Author: Rodolfo Antonio Salido Benítez

Class: Intr/Art-Making:3-D Practices

Completion Date:  June 3, 2016


Style: Low polygon digital sculpture. 


Genre: Digital Sculpture

Software: Autodesk Fusion 360.


Techniques: Geometric modeling. 3D rendering.

The following project is a rendering of a digital sculpture capturing a lounging pose, a low polygon geometric abstraction of a relaxing body position I constantly fell into while entertaining deep introspection. It is a playful product of my acquisition of new geometric modeling techniques. It exclusively employs 4 geometric modeling tools: loft, chamfer, draft, and mirror. ​The sculpture only has one rounded feature around the waist which contrasts with every other corner or joint around it. Bilateral symmetry was achieved through mirrored design and the overall pose of the sculpture was adjusted until satisfaction was achieved with parametric modeling with interdependent features. 

Low polygon aesthetics are becoming more widely reproduced. They can be traced back to early 3D video games where hardware limitations placed a constrain to the amount of polygons that could be rendered on screen with a frame rate fluent enough for smooth gameplay. Nowadays, game developers choose low poly as a stylistic approach to game design justifying less effort in high fidelity graphics in exchange for a focus on storyline or gameplay.

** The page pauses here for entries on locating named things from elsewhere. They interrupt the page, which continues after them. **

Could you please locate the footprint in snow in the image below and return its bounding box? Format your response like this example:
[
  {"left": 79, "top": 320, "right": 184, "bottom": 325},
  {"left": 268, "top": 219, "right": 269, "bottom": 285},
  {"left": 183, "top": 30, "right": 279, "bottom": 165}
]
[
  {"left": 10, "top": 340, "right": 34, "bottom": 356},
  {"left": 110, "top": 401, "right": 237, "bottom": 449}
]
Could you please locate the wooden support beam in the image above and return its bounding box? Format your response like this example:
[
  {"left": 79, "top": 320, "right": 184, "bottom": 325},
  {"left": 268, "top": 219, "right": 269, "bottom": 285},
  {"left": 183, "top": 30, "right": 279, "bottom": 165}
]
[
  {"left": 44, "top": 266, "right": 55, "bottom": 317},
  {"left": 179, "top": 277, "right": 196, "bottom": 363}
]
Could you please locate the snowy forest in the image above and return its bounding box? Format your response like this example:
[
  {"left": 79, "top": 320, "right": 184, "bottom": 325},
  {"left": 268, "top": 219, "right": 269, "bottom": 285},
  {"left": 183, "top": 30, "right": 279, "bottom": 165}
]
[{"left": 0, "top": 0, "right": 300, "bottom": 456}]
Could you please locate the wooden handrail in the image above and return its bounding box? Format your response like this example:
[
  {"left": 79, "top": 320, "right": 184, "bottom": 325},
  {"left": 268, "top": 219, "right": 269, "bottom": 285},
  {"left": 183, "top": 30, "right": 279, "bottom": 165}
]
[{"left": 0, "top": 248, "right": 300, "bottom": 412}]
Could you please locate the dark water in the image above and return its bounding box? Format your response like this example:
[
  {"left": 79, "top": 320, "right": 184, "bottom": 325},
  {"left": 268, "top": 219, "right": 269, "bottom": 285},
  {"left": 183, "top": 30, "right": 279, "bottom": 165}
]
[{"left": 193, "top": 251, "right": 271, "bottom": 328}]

The process of transforming organic natural forms into geometric abstraction allows for artistic representations of reality and contemporary artists are embracing the low polygon aesthetic in their pushback against hyperrealism in graphics design. This rejection of high fidelity representations of the real world resembles the pronounced shift in art practice fueled by the introduction of early photography. Photography provided a means to objectively capture a glimpse of reality that very few painters were able to rival. Consequently, art practice shifted it's attention towards depicting unique perspectives of reality and embracing human subjectivity. This new school of thought gave rise to artistic movements like Impressionism, Cubism, and Expressionism.